Jean-Paul’s Rating: 4/5 stars
Bottom Line: Delightful story and well acted. A good combination of intrigue and lightness. Plus, it’s Sherlock Holmes!
It is sometimes strange how two unrelated yet so similar works of art fall into your lap within a short period of time. Neil Gaiman’s “Trigger Warning” book, which I recently finished reading featured a Sherlock Holmes short story called “The Case of Death and Honey” which took an older Sherlock Holmes and sent him to China after the death of his brother Mycroft looking for bees that may provide the secret to everlasting life. Not two weeks later, I see “Mr. Holmes”, a story about a retired Sherlock Holmes who travels to China to procure a royal jelly only produced by bees that feed on a specific type of flower which gives the imbiber a more clearly focused mind. The two are different enough in content but too eerily similar in a number of details for there not to be an influence. The influence would be on Gaiman in this case as his story was first published in 2011 as best as I can tell and the book “A Slight Trick of the Mind” (on which “Mr. Holmes” is based) was published in 2005. I don’t recall Gaiman citing “A Slight Trick of the Mind” as an influence, but it wouldn’t have meant anything to me when I read Gaiman’s story.
“Mr. Holmes” is about how much it sucks to get old. Sherlock Holmes languishes in retirement with his bees in a cottage in the countryside where he is taken care of by a housekeeper and her son. In the early stages of a mind wasting disease, he spends much of his time trying to recollect his final case which he believes caused him to go into retirement. The story is really a mystery within a mystery as Holmes both tries to piece together the fragments of his brain while also trying to piece together the facts of his final case at the same time. What a drag it is to get old. He finds in the housekeeper’s young son a kindred spirit and someone to whom he can pass on a bit of his legacy. Through the kid, Holmes recovers some of his own humanity.
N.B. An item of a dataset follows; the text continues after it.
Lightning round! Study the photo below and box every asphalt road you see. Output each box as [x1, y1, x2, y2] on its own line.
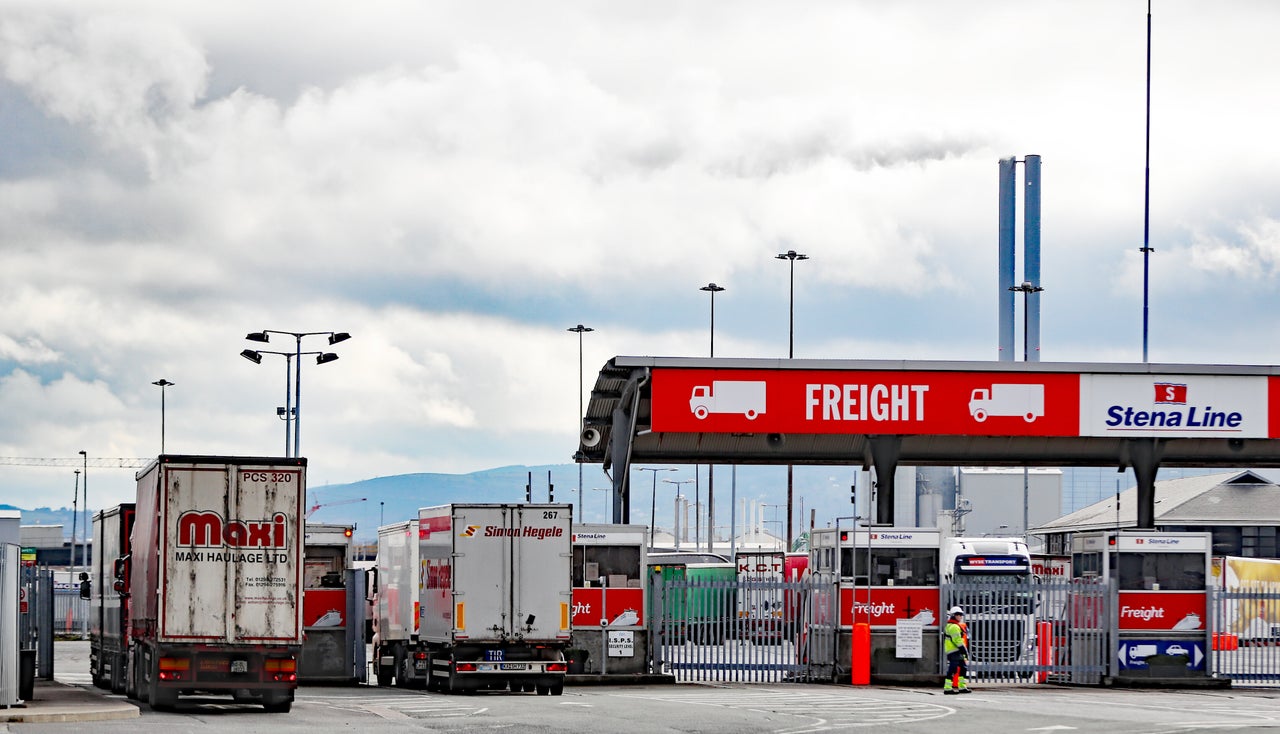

I remember coming out of the theater and saying to my brother, “That was delightful.” And that word really sums up “Mr. Holmes” nicely. Sherlock Holmes is played by Ian McKellen who needs to make a billion more movies before he dies. Either that or get into infinite hijinks with Patrick Stewart. It is because of McKellen that I say the movie was delightful. Very few actors have his range an depth. He has support by Laura Linney who plays the housekeeper, Mrs. Munro, and Milo Parker who plays her son, Roger. Milo Parker, despite having only a handful of credits to his name, none of which are even familiar to me, has one of those faces that makes you absolutely sure that you’ve seen him in something before. It’s disconcerting.There have been many a final story written about the great Sherlock Holmes. I think none are as fitting as “Mr. Holmes”. Sherlock Holmes was brilliant and above all others in intellect, but in the end he was human subject to all the frailties of any other human and longed for human contact just like any other human. It’s a little sad and a little inspiring and well worth your time.